Gathering in eThekwini

See my CLIMATE page
The South African municipality of eThikwini is best known by the name of its major city, Durban. This city on the Indian Ocean is the focus of worldwide attention this week, as representatives of 190 countries meet to discuss the next phase of cooperation -- or intransigence --  on climate change. I had actually hoped to be part of the meeting, because of a connection to the host city and because of the real urgent need to involve farmers -- particularly coffee farmers -- more directly in the meetings. Although I did not make it to Durban, I'm pleased to see that a small Occupy Earth movement is present, as reported by Meanwhile, Mr. Pushpanath Krishnamurthy is walking across India to draw attention to climate justice; follow his progress on GoPushGo!

My heart is with those who have so far been marginalized in the discussion, but I need also to wrap my head around what the actual negotiators are doing, since our fate -- so far -- rests in their words and deeds. Two stories on the November 29 All Things Considered program serve to outline the major considerations in some detail. As Kyoto Protocol Ends describes the limitations that were inherent in the Kyoto agreement, which is binding, but only on countries representing 20 percent of carbon emissions.

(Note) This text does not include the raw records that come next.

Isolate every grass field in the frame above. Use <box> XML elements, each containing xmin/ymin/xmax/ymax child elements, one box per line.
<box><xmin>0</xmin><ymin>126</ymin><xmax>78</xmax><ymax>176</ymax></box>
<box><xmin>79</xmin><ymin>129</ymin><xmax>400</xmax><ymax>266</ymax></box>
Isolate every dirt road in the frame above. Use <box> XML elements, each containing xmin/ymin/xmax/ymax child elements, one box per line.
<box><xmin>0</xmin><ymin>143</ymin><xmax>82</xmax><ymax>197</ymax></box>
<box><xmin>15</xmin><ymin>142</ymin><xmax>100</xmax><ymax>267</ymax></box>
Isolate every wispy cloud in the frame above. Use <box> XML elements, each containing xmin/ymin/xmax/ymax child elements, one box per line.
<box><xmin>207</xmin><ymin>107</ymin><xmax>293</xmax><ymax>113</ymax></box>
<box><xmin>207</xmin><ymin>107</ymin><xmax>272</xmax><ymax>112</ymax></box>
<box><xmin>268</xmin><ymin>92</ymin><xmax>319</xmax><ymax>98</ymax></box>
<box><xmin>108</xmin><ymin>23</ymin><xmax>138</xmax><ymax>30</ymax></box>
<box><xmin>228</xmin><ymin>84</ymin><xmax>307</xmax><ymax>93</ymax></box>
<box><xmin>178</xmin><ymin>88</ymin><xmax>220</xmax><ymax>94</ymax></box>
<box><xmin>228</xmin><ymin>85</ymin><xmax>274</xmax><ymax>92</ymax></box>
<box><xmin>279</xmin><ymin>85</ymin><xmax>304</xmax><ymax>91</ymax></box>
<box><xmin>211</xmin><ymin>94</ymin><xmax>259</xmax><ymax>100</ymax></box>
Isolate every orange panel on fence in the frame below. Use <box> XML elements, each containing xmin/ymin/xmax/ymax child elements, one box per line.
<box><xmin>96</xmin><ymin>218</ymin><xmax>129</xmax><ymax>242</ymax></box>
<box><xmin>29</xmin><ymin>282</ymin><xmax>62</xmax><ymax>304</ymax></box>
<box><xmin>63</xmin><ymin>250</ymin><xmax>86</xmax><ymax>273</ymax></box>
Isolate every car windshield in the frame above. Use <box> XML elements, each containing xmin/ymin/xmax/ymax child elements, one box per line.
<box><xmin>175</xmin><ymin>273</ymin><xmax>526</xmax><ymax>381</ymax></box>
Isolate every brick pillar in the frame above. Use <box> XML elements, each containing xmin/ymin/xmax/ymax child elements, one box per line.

Of the major polluters, only the European Union is actually following the agreement. The subsequent interview with Todd Stern may cause some alarm. This U.S. climate negotiator does not consider success an option, if success is measured as a binding treaty, but he does count non-binding agreements announced in Cancun as successes.

To his credit, Stern does recognize that the United States is increasingly isolated; in the rest of the world people might disagree on how to share the burden of climate remedies, but the need to act is widely accepted.